Mercurial > hg > xemacs-beta
view lisp/mule/japanese.el @ 1315:70921960b980
[xemacs-hg @ 2003-02-20 08:19:28 by ben]
check in makefile fixes et al
Makefile.in.in: Major surgery. Move all stuff related to building anything in the
src/ directory into src/. Simplify the dependencies -- everything
in src/ is dependent on the single entry `src' in MAKE_SUBDIRS.
Remove weirdo targets like `all-elc[s]', dump-elc[s], etc.
mule/mule-msw-init.el: Removed.
Delete this file.
mule/mule-win32-init.el: New file, with stuff from mule-msw-init.el -- not just for MS Windows
native, boys and girls!
bytecomp.el: Change code inserted to catch trying to load a Mule-only .elc
file in a non-Mule XEmacs. Formerly you got the rather cryptic
"The required feature `mule' cannot be provided". Now you get
"Loading this file requires Mule support".

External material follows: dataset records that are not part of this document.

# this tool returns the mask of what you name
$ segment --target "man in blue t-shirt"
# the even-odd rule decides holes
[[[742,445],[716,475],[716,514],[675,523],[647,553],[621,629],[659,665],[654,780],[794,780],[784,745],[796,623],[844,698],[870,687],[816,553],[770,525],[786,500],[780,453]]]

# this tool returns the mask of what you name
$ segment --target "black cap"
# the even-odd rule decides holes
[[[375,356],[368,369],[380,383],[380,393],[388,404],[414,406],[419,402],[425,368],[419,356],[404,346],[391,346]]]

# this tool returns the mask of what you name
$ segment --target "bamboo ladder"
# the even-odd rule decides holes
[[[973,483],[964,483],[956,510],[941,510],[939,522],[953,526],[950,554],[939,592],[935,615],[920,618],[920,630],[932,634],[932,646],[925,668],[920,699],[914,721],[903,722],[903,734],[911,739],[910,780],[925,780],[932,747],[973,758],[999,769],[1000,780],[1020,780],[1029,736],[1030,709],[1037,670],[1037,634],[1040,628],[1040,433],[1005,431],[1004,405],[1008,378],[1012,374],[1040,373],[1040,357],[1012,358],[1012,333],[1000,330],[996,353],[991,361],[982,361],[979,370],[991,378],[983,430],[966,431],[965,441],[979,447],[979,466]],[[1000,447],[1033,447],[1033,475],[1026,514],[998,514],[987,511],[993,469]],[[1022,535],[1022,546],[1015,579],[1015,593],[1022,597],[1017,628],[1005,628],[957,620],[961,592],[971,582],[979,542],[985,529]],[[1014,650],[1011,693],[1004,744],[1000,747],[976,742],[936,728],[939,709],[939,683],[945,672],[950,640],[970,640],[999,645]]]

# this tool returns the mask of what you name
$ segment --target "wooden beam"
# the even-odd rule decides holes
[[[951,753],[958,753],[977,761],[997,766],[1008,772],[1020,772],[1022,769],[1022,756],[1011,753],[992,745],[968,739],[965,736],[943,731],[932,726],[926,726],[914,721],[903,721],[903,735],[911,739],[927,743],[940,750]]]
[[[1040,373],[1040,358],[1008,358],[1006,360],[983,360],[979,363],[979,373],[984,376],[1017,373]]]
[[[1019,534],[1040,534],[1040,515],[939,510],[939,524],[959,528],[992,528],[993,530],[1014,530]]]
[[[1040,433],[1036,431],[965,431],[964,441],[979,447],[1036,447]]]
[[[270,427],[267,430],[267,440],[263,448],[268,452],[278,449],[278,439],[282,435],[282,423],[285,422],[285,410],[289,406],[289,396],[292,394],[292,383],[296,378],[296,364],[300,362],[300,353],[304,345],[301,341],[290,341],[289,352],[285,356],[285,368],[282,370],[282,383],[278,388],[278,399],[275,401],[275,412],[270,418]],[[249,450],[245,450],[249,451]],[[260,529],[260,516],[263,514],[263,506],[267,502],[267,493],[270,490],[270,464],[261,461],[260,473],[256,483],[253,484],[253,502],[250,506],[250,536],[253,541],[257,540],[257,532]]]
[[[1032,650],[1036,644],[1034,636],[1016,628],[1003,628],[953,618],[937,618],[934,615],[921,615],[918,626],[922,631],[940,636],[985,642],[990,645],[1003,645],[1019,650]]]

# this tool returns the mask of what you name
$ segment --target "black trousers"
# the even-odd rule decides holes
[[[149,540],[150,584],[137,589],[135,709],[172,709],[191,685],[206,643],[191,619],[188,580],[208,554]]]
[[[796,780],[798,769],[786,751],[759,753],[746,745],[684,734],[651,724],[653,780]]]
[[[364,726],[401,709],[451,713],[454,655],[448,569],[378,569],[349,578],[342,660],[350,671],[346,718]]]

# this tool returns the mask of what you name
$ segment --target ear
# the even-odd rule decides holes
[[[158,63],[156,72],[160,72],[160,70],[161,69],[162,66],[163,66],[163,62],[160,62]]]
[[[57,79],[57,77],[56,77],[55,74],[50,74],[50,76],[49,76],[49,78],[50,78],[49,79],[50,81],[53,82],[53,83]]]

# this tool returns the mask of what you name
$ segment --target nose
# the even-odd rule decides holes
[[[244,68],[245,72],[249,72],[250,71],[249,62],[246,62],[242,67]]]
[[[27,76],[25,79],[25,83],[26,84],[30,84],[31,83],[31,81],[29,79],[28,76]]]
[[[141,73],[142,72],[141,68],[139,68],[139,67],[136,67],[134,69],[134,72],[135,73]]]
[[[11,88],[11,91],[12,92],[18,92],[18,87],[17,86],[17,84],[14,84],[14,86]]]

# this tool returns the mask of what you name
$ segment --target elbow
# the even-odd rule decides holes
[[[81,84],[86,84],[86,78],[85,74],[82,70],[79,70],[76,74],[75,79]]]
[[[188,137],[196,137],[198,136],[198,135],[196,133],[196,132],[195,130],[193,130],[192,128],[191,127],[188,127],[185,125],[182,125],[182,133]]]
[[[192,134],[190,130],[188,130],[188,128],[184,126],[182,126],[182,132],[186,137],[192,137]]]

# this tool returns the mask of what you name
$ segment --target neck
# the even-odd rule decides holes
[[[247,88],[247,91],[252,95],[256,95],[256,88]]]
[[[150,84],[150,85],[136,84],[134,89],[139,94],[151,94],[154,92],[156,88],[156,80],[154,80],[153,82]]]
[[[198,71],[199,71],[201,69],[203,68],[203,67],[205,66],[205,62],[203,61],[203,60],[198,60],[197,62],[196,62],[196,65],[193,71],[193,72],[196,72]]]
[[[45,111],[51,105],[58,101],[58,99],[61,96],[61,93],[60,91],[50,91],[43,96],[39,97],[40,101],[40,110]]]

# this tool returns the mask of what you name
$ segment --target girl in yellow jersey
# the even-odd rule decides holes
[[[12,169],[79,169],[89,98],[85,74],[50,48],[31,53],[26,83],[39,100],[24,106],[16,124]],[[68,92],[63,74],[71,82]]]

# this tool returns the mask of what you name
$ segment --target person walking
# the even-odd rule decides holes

finder.el: Remove dependency on which directory this function is invoked
from.
update-elc.el: Don't mess around with ../src/BYTECOMPILE_CHANGE. Now that
Makefile.in.in and xemacs.mak are in sync, both of them use
NEEDTODUMP and the other one isn't used.
dumped-lisp.el: Rewrite in terms of `list' and `nconc' instead of assemble-list, so
we can have arbitrary forms, not just `when-feature'.
very-early-lisp.el: Nuke this file.
finder-inf.el, packages.el, update-elc.el, update-elc-2.el, loadup.el, make-docfile.el: Eliminate references to very-early-lisp.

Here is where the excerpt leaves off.